Die bestehenden Sozialprogramme sind reine Finanztransfers an ausgewählte Gruppen; sie sind keine Strategien zum Abbau der strukturellen Ursachen von Armut und Benachteiligung. Angesichts der wachsenden Not derjenigen, die im informellen Sektor ihr Einkommen erwirtschaften, spielen die Unterstützungsmaßnahmen der einzelnen Bundesstaaten und die zahlreichen Initiativen der Zivilgesellschaft eine wichtige Rolle. Zahlreiche Gruppen unterstützen vor allem alte Menschen, die über wenig Einkommen verfügen oder als Teil der Risikogruppe nicht aus dem Haus gehen wollen oder können. Solidarität wird auch gegenüber den Mitarbeiter_innen des Gesundheitswesens gezeigt, dies reicht von der Bereitstellung von Schutzkleidung bis hin zu deren Verpflegung.

Infolge der Maßnahmen kam ab April fast die gesamte Industrieproduktion zum Erliegen, die schrittweise erfolgenden Lockerungen ab Juni ermöglichen nur einen langsamen Erholungsprozess. Die bereits im vergangenen Jahr schwächelnde mexikanische Wirtschaft wird nach Schätzung von Experten in diesem Jahr zwischen sechs und acht Prozent schrumpfen. Allein im April zeigte der monatliche Indikator der Industrieproduktion (Indicador Mensual de la Actividad Industrial - IMAI) einen Rückgang um knapp 30 Prozent. Auch der für Mexiko wichtige Tourismus (9 % Beitrag zum Bruttoinlandsprodukt, 8 Prozent der Arbeitsplätze) ist zusammengebrochen, ebenso sanken die Überweisungen der Auslandsmexikaner_innen an ihre im Land gebliebenen Familienangehörigen erheblich. Seit Ausbruch der Pandemie sollen über eine Million formaler Arbeitsplätze, meist im Niedriglohnbereich, vernichtet worden sein.

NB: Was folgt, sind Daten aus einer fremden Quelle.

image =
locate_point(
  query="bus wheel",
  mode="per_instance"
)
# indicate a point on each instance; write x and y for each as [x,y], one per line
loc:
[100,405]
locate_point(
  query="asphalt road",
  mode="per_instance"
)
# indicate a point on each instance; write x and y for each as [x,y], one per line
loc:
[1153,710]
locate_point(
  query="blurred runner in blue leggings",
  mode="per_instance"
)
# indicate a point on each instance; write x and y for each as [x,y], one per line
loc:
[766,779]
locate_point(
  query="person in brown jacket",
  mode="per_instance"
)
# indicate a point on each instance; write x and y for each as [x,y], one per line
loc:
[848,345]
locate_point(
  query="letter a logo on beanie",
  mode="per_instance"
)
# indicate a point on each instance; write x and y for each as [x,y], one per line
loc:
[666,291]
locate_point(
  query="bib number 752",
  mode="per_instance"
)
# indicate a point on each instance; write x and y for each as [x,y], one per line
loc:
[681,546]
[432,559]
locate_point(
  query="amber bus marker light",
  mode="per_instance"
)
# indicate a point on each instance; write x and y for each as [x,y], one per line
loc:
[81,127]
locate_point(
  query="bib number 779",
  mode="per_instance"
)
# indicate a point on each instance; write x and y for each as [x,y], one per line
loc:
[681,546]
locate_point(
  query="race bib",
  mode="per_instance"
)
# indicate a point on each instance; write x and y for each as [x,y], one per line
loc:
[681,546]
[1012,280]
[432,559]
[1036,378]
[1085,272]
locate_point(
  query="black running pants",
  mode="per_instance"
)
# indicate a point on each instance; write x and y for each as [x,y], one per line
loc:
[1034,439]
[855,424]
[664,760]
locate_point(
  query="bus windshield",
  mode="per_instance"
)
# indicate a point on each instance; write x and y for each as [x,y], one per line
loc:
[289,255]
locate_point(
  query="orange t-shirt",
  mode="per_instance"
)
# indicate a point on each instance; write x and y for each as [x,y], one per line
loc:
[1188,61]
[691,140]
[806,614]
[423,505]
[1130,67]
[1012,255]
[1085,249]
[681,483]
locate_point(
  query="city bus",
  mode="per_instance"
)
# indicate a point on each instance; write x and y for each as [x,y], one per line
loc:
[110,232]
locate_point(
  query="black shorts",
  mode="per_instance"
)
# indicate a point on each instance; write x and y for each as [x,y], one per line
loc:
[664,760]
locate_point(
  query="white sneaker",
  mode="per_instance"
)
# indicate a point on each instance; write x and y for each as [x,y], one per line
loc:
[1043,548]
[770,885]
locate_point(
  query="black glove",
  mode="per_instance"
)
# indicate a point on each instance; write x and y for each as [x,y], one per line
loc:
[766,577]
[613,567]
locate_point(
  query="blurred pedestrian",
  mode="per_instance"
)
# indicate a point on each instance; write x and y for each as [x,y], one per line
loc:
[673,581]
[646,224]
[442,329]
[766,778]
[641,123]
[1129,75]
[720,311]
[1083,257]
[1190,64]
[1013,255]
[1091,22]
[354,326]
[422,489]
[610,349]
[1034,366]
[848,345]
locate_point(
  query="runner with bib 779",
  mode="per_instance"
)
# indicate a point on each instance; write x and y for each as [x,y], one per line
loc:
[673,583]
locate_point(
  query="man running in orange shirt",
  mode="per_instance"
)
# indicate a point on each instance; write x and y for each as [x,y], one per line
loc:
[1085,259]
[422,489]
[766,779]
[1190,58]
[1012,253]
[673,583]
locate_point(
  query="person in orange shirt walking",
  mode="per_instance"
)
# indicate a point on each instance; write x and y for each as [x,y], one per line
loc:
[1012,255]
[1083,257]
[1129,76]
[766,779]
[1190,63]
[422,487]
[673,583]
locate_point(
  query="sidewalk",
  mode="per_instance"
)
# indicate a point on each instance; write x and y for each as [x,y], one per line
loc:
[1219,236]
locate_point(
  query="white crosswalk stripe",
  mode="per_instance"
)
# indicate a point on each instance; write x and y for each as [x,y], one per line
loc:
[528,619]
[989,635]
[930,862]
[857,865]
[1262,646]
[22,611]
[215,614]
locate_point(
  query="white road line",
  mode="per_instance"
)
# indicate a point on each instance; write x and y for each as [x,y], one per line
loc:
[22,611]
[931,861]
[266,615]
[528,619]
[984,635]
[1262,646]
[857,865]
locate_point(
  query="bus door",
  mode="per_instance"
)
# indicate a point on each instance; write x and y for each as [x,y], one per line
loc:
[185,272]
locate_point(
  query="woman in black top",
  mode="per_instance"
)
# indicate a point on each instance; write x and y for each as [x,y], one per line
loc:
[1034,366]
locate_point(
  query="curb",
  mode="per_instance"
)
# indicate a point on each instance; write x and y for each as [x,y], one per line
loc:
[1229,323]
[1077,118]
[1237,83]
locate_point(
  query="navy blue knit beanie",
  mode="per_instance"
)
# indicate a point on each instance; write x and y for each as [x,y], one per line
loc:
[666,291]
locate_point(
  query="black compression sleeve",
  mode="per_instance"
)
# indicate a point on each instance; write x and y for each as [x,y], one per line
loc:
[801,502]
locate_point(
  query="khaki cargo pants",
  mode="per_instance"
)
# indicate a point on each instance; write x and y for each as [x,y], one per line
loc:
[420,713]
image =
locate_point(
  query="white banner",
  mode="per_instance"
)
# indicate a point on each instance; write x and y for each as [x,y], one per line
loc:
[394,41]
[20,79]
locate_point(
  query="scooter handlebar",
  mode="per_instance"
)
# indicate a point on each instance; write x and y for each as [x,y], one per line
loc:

Im Gegensatz zu den meisten anderen lateinamerikanischen Ländern hat die mexikanische Regierung bisher wenig Interesse an Programmen zur Wiederbelebung der Wirtschaft erkennen lassen. Ihre Antwort auf die Pandemie ist vor allem der Ausbau der Krankenhauskapazitäten, umfassende Programme zur Unterstützung der Wirtschaft gibt es trotz lauter Forderungen aus dem Privatsektor bisher kaum. Stattdessen setzt die Regierung weiterhin auf die von López Obrador angekündigte Großprojekte in Infrastruktur und Ausbau der Erdölindustrie – ein wenig nachhaltiges Entwicklungskonzept, das die großen Potentiale des Landes in erneuerbare Energien und den Einsatz von Zukunftstechnologien ungenutzt lässt.